長年使用している機械の老朽化や、それを修理できる職人さん達が加齢により引退してしまったこと、息子さん達は別の職業に就いており後継者がいないこと、平出さんご自身も70歳を過ぎており健康上の不安から新たに設備投資をしてまで続けていくのは難しいということ。

以上の理由から、平出油屋さんは178年の歴史に幕を閉じることになったそうです。


菜種油を作っているメーカーさんはたくさんあるけれど、心から「使いたい」と思わせてくれるメーカーさんは本当にごくわずか。

大量生産している所はコストを下げる為に【ヘキサン】という有機溶剤を使って油を抽出しているそうですが《完成した油に成分が残らない》という理由で表示の義務が無いそうです。

こんな話、正直おやつ屋をやるまで聞いたことなかったし、きっと知ってる人よりも知らない人の方が多いんじゃないかな…。

(きちんと手間暇かけて作っているメーカーさんは「圧搾一番しぼり」とか「玉締め」とか表記していますが、さすがにサラダ油とかに「有機溶剤で抽出」とか書いてあるのは見たことないですよね。企業はマイナスなことは書かないんです。だから、消費者が学んでいくしかないと思うのです…)


実はまだまだ油選びの旅の途中でして、次に使う菜種油を決めかねております。

平出油屋さんの油はある程度ストックしてありますが、早めに新しいものを探して確保しておかないと…。


先日ネットで調べて評判の良かった菜種油を取り寄せてみたものの、香りが少し強めなので天ぷらとかには良いけれどお菓子作りには向いていないのかな…と感じたし、サラダ油タイプの菜種油だと手に入りやすくてとてもありがたいのだけど、サラッとしすぎていてドレッシング作ったりするのは良さそうだけどもうちょっと香りとかコクが欲しいなとも思うし…。

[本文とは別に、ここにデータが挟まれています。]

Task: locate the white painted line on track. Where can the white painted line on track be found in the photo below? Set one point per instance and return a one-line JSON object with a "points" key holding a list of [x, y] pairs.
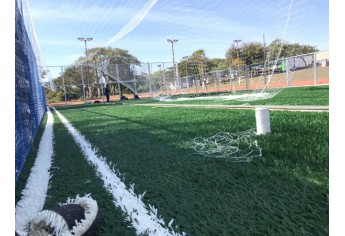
{"points": [[146, 222]]}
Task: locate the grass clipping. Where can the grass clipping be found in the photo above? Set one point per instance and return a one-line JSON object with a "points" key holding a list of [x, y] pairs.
{"points": [[236, 147]]}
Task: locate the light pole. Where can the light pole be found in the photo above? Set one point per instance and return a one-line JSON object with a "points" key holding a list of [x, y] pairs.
{"points": [[87, 71], [238, 60], [172, 41]]}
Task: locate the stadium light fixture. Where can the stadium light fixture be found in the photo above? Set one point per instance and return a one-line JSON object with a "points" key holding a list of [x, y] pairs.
{"points": [[172, 41], [87, 71], [238, 60]]}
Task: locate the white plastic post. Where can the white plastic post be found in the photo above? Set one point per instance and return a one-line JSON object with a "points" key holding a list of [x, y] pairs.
{"points": [[262, 120]]}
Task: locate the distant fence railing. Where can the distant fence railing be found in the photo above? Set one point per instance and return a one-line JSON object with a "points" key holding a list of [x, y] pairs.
{"points": [[30, 104], [154, 79]]}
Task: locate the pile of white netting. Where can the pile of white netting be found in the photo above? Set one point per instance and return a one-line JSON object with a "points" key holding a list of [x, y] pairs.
{"points": [[236, 147]]}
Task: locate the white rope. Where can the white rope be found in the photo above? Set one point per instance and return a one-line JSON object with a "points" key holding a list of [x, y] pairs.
{"points": [[236, 147]]}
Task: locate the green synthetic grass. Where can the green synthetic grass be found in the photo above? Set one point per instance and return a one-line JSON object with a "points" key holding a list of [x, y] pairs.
{"points": [[284, 192]]}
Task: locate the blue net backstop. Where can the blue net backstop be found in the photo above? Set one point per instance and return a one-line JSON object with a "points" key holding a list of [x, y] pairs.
{"points": [[29, 93]]}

なるべく国産(無農薬だとなお嬉しい)・圧搾法・菜種の香りがほんのり残っているけどクセは無い・菜種サラダ油ではなく菜種油、という条件を満たす油に出逢えるまでこの旅は続きます。(そして我が家の台所には店で使えなかった油たちが続々とやってくることになるのでしょう…。うふふ…揚げ物が増えるのかしら…うふふ…⤵︎)


油選びに迷って改めて氣付く、平出油屋さんの偉大さ…。

国産のものを使うよりも海外から菜種を取り寄せた方が安く済むし、化学薬品を使ってしまえば短時間で大量の商品を作ることができるこの時代の中で、昔ながらのやり方にこだわってていねいに商品を作っているメーカーさんは本当に貴重だと思います。

そういったまじめなお仕事をされているメーカーさんがこれからも商売を継続していくには、私たちが買い支えていくしかないと思っています。

うちなんて本当に微力ですが…

良いご縁に恵まれて、素晴らしい作り手さんと出逢えるよう。アンテナ張り巡らせて頑張ります!